Some 9.1 billion years ago, a giant galaxy burped a blast of neutrinos – the most energetic particles in the Universe. And today, an international team of scientists reports it caught one of the elusive particles in a massive cube of ice buried near the South Pole.
The study, led by Matthias Kadler from the University of Würzburg in Germany and published in Nature Physics, describes the high-energy particle, whose arrival coincided with an outburst in a distant galaxy.
Neutrinos are one of the fundamental building blocks of the Universe. They're tiny – about the size of an electron – and travel almost at the speed of light, but carry no charge. This means they're able to whiz through solid matter and electromagnetic fields with ease. Trillions of neutrinos flow through your body every second.
But it's their size and neutrality that makes them so hard to capture, even though they're the most abundant particles.
Enter the South Pole Neutrino Observatory, better known as the IceCube: a cubic kilometre of ice filled with sensors hanging from "strings" but encased in Antarctic ice up to 2.5 kilometres deep.

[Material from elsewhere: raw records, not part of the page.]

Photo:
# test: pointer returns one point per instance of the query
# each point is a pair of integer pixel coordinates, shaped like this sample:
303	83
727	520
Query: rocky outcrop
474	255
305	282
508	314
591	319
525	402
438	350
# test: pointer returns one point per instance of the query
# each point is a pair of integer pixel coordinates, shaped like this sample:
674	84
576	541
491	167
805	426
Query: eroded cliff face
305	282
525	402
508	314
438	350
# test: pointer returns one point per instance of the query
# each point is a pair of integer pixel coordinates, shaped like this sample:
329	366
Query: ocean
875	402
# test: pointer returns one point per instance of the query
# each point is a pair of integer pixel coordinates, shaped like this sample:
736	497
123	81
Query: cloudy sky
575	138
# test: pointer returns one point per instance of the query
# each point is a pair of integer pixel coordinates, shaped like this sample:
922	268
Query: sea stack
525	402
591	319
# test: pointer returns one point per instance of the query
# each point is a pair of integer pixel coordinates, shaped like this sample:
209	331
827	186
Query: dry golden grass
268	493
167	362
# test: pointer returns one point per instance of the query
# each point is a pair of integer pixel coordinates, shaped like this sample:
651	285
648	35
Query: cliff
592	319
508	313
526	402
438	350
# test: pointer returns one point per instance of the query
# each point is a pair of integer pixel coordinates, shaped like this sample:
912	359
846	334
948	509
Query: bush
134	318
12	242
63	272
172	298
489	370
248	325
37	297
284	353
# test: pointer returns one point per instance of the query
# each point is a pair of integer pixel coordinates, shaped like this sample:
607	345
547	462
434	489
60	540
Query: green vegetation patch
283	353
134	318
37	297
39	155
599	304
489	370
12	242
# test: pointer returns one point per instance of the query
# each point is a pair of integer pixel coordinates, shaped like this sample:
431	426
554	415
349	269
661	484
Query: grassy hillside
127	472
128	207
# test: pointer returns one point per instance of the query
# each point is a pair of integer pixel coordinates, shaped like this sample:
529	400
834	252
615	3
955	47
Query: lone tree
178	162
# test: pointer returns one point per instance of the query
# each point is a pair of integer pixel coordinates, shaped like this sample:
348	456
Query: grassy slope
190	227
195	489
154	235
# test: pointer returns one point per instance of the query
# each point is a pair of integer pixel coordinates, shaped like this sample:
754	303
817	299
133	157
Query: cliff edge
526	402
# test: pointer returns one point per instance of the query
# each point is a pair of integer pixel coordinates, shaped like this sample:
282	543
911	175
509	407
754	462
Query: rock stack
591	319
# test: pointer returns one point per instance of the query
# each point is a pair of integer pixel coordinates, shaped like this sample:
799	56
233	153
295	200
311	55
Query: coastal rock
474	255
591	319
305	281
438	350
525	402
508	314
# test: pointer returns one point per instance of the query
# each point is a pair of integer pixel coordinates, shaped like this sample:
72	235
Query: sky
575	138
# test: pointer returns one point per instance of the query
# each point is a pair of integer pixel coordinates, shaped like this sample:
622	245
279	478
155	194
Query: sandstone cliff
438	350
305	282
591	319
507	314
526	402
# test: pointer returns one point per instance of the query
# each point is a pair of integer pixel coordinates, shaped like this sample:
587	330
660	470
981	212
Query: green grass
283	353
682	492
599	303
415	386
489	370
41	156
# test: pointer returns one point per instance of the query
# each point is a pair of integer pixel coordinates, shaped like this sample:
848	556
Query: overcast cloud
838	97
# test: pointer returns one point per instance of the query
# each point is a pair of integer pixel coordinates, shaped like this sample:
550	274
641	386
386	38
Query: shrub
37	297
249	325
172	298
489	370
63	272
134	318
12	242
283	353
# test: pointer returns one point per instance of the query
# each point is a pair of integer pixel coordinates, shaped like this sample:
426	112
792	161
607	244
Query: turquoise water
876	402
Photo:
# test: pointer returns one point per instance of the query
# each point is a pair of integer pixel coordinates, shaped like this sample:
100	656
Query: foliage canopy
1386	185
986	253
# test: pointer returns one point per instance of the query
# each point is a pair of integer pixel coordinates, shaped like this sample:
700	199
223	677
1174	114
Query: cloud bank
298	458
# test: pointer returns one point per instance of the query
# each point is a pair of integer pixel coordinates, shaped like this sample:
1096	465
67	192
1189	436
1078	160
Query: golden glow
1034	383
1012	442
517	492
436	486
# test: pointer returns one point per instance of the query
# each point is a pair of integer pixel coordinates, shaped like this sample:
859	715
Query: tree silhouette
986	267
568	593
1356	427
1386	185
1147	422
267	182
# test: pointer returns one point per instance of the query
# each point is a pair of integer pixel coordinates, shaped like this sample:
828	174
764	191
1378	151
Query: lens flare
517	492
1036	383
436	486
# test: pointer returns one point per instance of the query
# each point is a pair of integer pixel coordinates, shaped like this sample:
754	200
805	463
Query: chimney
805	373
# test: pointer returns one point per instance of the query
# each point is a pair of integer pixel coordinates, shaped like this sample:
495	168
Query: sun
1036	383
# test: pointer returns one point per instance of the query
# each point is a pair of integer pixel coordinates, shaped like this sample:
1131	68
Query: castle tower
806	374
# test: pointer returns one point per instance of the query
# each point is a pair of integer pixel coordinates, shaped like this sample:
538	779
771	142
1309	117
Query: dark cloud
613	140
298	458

The sensors are designed to capture flashes of light, created on the odd occasion a neutrino interacts with water molecules as it barrels through Earth.
Almost 40 flashes have been picked up by IceCube since 2010, but all bar three have been less than a petavolt in energy.
One of these high-energy neutrinos was picked up in 2012, when IceCube detected a flash of two petavolts – the most powerful yet. But while scientists had some idea of the neutrino's path, it couldn't pinpoint where the neutrino came from. To trace its origin, the team turned to radio telescopes.
A number of telescopes are trained on interesting objects, such as big old galaxies. One galaxy – dubbed PKS B1424-418 – has been under surveillance for decades. It's 9.1 billion light-years from Earth, so formed when the Universe with relatively young.
From 2011 to 2014, it changed dramatically, morphing shape and brightening to four times its previous luminosity. When the researchers examined the galaxy's energy output, it was high enough to explain the neutrino.
It was, they calculate with a 5% margin of error, the neutrino's source.